Ah, never mind. The point is, you have to persevere. Sometimes change takes centuries.”

“Except that I’m mortal now,” I said. “I don’t have centuries.”

“But you have willpower,” Rhea said. “You have mortal drive and urgency. Those are things the gods often lack.”

At her side, her lion roared.

“I’ve gotta split,” Rhea said. “If the imperators track me down—bad scene, man. I’ve been off the grid too long. I’m not going to get sucked into that patriarchal institutional oppression again. Just find Dodona. That’s your first trial.”

“And if the Beast finds the grove first?”

“Oh, he’s already found the gates, but he’ll never get through them without you and the girl.”

“I—I don’t understand.”

“That’s cool. Just breathe. Find your center. Enlightenment has to come from within.”

It was very much like a line I would’ve given my worshippers. I was tempted to choke Rhea with her macramé belt, but I doubted I would have the strength. Also, she had two lions. “But what do I do? How do I save Meg?”

“First, get healed. Rest up. Then…well, how you save Meg is up to you.

The journey is greater than the destination, you know?”

She held out her hand. Draped on her fingers was a set of wind chimes— a collection of hollow brass tubes and medallions engraved with ancient Greek and Cretan symbols. “Hang these in the largest ancient oak. That will help you focus the voices of the Oracle. If you get a prophecy, groovy. It’ll only be the beginning, but without Dodona, nothing else will be possible.

The emperors will suffocate our future and divide up the world. Only when you have defeated Python can you reclaim your rightful place on Olympus. My kid, Zeus…he’s got this whole ‘tough love’ disciplinarian hang-up, you dig?
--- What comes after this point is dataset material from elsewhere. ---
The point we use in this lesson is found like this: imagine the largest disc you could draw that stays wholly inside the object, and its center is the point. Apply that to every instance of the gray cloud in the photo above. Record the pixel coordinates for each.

Taking back Delphi is the only way you’re going to get on his good

side.”

“I—I was afraid you would say that.”

“There’s one other thing,” she warned. “The Beast is planning some kind of attack on your camp. I don’t know what it is, but it’s going to be big.

Like, even worse than napalm. You have to warn your friends.”

The nearest lion nudged me. I wrapped my arms around his neck and allowed him to pull me to my feet. I managed to remain standing, but only because my legs locked up in complete fright. For the first time, I understood the trials that awaited me. I knew the enemies I must face. I

would need more than wind chimes and enlightenment. I’d need a miracle. And as a god, I can tell you that those are never distributed lightly.

“Good luck, Apollo.” The Titan queen placed the wind chimes in my hands. “I’ve got to check my kiln before my pots crack. Keep on trucking, and save those trees!”

The woods dissolved. I found myself standing in the central green at Camp Half-Blood, face-to-face with Chiara Benvenuti, who jumped back in alarm. “Apollo?”

I smiled. “Hey, girl.” My eyes rolled up in my head and, for the second time that week, I charmingly passed out in front of her.